A large pool of lava has appeared around the Red Volano as he throws burning rocks and lava against the Team. Kid Flash recognises that Red Volcano has created a stage 2 eruption and that he is intent on advancing to a world threatening stage 3. The Team redouble their attacks, but the android is stronger and faster than they are. The sudden arrival of the Red Torpedo forces Volcano back into the lava. The Red Tornado follows by shattering the plinth Red Volcano had created for himself, and the Red Inferno keeps up the pressure with her own fires. Inferno and Torpedo wrestle Volcano and down into the lava. The Tornado joins them and forces Volcano lower into the lava where the heat begins to melt all four androids. The Volcano’s last vindictive act before it melts is to push the eruption to stage 3. The Tornado’s own legs have melted off and he appears content to join his siblings in molten oblivion. However, he is pulled free at the last minute by Superboy.

Kid Flash explains that their only hope of stopping the eruption is to bleed off the excess pressure from the supervolcano. Under his direction Robin calculates the points to relieve the pressure and Artemis blows them open with her explosive arrows. Its then up to the Red Tornado, in a staggering display of his power, to funnel the exhaust ash cloud out of the atmosphere.
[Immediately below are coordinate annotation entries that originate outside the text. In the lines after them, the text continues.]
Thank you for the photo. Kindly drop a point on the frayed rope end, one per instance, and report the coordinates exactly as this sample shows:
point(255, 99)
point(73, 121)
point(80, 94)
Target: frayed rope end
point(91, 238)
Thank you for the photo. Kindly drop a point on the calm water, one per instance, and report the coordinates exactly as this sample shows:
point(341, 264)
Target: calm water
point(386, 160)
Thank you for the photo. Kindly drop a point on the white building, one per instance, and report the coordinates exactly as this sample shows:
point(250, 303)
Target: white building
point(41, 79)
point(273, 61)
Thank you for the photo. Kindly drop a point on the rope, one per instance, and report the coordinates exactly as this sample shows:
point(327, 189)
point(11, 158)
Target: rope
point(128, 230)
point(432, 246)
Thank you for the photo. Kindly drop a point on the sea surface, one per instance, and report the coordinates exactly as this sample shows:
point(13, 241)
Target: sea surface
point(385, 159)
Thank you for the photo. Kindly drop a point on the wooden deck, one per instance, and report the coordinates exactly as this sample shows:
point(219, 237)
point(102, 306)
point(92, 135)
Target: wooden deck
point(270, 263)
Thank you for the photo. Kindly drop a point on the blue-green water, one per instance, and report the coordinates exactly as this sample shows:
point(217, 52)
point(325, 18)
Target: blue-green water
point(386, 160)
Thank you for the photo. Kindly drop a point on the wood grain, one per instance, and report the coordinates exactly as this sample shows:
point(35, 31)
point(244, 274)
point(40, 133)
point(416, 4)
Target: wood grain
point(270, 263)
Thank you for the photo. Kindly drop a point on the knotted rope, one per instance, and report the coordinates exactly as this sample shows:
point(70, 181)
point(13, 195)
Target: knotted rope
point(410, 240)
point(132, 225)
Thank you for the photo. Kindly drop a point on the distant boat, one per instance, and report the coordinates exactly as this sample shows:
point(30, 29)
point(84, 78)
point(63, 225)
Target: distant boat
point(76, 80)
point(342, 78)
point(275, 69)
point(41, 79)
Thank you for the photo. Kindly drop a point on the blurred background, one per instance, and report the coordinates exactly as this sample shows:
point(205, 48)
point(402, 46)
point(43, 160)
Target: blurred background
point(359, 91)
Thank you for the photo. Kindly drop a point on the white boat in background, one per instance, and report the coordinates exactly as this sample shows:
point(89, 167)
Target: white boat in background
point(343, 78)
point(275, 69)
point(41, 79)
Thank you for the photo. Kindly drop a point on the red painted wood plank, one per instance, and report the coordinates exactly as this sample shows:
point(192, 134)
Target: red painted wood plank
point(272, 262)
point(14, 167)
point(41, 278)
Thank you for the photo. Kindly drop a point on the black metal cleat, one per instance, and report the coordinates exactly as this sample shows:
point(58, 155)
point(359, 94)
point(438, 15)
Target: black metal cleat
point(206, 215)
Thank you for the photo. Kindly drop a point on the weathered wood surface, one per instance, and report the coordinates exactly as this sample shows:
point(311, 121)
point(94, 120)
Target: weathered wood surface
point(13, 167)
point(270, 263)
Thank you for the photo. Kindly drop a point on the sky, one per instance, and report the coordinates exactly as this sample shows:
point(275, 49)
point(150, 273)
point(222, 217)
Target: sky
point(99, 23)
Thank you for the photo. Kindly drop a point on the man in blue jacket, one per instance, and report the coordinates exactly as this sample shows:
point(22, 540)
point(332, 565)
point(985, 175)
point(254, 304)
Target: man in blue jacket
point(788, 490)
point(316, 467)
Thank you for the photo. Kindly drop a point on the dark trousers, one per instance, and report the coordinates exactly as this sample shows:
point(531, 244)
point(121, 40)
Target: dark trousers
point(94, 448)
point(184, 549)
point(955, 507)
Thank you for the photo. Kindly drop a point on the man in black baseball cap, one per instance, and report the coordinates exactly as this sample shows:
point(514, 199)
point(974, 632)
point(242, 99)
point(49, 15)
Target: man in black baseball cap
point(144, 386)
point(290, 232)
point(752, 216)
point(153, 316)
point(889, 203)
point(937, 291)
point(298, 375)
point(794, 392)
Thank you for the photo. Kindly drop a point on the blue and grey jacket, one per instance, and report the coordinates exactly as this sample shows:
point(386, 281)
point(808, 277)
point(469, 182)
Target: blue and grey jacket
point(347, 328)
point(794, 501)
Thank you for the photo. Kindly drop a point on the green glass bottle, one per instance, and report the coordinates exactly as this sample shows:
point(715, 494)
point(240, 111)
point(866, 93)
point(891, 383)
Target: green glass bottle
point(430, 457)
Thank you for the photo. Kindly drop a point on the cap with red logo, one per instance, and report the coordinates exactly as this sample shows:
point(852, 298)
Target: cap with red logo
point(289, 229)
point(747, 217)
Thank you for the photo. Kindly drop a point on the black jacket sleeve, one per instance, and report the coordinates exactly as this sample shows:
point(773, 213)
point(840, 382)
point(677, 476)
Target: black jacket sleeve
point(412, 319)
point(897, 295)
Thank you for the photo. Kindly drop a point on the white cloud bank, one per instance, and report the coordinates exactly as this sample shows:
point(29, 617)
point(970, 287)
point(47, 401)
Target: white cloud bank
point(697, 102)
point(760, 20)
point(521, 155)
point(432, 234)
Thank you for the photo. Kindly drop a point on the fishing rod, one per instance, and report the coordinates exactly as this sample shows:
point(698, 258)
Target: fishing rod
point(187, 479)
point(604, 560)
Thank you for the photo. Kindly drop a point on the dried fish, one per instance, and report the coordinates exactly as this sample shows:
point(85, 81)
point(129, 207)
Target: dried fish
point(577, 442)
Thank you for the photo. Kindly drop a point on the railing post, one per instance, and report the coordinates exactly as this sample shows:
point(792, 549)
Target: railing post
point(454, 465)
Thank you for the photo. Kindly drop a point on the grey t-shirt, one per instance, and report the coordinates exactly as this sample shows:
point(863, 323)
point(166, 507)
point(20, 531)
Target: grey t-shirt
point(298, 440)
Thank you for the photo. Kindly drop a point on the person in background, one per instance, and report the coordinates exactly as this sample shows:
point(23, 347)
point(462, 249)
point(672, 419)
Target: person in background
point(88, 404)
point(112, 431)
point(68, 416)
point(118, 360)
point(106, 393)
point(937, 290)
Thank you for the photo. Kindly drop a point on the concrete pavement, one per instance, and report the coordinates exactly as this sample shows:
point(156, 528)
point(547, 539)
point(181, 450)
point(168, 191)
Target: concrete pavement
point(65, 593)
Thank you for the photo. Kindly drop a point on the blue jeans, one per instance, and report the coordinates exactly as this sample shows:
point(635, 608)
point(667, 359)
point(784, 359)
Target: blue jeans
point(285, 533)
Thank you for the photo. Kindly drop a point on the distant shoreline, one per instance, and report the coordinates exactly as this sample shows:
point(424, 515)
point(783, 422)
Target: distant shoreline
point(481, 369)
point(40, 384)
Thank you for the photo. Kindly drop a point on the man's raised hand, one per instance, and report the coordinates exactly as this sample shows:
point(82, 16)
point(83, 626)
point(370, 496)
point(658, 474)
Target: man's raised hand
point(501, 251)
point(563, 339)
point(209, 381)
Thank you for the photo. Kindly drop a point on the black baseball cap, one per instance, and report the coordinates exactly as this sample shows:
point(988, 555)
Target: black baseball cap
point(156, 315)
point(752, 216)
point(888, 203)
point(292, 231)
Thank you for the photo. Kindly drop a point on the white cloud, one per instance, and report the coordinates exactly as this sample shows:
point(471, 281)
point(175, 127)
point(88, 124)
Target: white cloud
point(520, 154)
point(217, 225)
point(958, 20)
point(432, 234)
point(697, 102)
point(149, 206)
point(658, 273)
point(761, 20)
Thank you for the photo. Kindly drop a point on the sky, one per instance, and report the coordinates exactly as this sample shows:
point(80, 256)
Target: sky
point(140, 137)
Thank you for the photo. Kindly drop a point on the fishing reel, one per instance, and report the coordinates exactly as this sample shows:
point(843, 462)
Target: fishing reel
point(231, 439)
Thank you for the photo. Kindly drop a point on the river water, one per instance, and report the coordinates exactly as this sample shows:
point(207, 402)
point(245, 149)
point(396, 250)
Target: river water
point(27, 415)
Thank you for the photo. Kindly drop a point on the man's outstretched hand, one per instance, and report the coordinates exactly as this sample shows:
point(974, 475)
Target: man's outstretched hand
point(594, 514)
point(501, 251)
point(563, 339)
He is successful and return to Earth. Kid Flash then uses the machinery in Morrow’s laboratory to restore the Tornado’s voice. The Team finally realise that the Tornado became their supervisor in an attempt to become more human himself, something he thought he could only do around the lively teens and not around the staid adults of the League. Once he is repaired the Red Tornado visits the real Thomas Morrow, now a very old and sick man, who is kept alive by hospital machines. Zatanna enjoyed her “kidnapping” and Robin hopes it will be the first of many — that is if her father doesn’t live up to his promise to ground her for life.

Continuity

  • This episode takes place on the 10th of October. Black Canary is the out-going supervisor and Zatara in the in-coming supervisor.
  • The Tornado didn’t betray the Team in “Homefront” and claims he left to spare the Team from further attacks and to search for Morrow.
  • Zatara’s teleport code is 11, Zatanna’s code is A-03.
  • Robin fancies Zatanna, his reaction is almost identical to Kid Flash’s first meeting with Miss Martian.

Commentary

Zatanna and Zatara

Zatara and Zatanna owe their existence to a character from outside the comic books. Many early comic book characters were pastiches of better known comic strip characters and one of the more famous newspaper comic strip characters was Mandrake the Magician. Mandrake was created by Lee Falk (the creator of the Phantom) and first appeared in 1934 in comic strips distributed by King Features Syndicate. That character is largely forgotten nowadays and last appeared on screen as part of the 1980s cartoon series Defenders of the Earth, a series which united him with Flash Gordon and the Phantom in a sort of comic-strip Justice League. At the time, however, Mandrake inspire an entire genre of magicians turned superhero/adventurers.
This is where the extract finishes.